In Prime Minister Justin Trudeau’s speech in the House of Commons on Tuesday, before formally apologizing, he spoke of how the country perpetrated decades of discrimination against LGBTQ people.
“The state orchestrated a culture of stigma and fear around (LGBTQ) communities and, in doing so, destroyed peoples’ lives,” said Trudeau. “We were wrong, we apologize. I am sorry. We are sorry.”
Ireland said he hopes that those words will resonate with Canadians outside the LGBTQ community as well.
“Hopefully society today can understand we’re in a different kind of world where we need to continue to grow in acceptance,” he said.
When it comes to younger LGBTQ people, Ireland added the apology gives them the opportunity to learn about the path those before them in the community have walked.
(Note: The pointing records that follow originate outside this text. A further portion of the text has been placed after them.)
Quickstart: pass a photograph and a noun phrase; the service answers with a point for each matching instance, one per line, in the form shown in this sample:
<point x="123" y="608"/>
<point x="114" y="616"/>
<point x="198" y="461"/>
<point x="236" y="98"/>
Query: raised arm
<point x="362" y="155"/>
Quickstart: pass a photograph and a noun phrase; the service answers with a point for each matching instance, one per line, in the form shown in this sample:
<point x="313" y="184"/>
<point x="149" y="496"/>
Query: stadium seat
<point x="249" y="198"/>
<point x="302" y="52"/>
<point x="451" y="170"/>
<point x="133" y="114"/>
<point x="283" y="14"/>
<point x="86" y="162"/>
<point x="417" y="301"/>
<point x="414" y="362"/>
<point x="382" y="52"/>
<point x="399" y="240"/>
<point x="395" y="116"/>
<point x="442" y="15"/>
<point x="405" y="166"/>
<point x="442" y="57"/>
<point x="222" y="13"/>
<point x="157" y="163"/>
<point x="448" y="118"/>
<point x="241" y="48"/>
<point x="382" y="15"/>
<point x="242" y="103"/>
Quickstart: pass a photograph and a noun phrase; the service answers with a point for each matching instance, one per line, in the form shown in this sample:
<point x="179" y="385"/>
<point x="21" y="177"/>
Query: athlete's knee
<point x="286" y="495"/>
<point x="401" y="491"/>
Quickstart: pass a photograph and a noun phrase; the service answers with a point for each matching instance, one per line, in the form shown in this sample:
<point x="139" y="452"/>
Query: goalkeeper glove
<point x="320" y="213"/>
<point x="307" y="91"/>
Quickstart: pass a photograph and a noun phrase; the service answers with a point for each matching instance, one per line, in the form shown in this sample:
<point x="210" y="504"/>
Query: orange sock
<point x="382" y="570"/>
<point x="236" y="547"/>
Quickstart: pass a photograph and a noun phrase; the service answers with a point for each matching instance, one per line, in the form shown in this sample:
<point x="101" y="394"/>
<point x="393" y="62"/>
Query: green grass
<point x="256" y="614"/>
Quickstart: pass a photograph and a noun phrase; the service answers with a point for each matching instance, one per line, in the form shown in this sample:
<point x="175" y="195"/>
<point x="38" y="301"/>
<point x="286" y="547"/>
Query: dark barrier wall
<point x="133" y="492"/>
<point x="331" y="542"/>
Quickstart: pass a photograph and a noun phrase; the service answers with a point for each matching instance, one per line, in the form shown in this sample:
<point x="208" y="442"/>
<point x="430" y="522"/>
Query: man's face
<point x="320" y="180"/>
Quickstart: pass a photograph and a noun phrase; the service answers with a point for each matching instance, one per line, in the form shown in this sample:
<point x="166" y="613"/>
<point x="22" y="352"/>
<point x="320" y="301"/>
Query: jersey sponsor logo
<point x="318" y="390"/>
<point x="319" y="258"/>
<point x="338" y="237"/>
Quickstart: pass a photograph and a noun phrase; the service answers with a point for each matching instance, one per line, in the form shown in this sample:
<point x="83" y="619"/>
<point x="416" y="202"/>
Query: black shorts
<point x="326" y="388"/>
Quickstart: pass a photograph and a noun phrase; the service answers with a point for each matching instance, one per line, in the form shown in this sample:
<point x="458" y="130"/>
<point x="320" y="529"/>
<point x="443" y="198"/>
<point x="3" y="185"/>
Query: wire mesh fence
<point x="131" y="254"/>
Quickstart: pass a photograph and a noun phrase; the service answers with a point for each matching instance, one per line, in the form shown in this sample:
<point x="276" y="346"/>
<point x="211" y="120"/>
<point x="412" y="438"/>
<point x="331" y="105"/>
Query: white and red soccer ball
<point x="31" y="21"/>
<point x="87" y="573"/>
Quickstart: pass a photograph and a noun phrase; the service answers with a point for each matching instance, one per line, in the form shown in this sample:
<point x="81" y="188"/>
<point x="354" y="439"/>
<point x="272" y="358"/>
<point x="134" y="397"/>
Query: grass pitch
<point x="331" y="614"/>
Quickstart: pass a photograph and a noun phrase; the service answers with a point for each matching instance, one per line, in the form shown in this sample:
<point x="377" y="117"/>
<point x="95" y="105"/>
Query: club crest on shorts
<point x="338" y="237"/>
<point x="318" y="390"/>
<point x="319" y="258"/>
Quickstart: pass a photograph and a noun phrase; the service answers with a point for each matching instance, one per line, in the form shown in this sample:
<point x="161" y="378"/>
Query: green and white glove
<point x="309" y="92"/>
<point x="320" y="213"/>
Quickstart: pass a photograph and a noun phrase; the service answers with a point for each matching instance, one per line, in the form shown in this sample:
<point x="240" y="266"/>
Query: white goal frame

“It’s important for people who were around back in the day there to continue to educate the youth today and to make sure people know where we have come from,” he said.
While he said there’s no price attached to a person’s pain, Ireland noted he’s pleased with the Liberal government’s plan to allocate $110 million in compensation for members of the military and Canada’s civil service, who were fired and/or criminally charged for their sexuality.
However, Ireland said he’s looking most forward to the educational aspect that’s expected to come with the extra $15 million put aside for projects involving LGBTQ reconciliation and remembrance.
“It’s important that we develop that education and get that knowledge out there — of where we’ve come from and the hard work that’s been put in to get us to where we are today,” he explained.
As for the bill put forth to expunge peoples’ criminal records involving consensual sexual activity between same-sex partners, Ireland said it’s more symbolic than anything.
“It doesn’t really do too much currently, as people already lived through what they’ve gone through, but it’s at least nice to have that idea of a clean past.”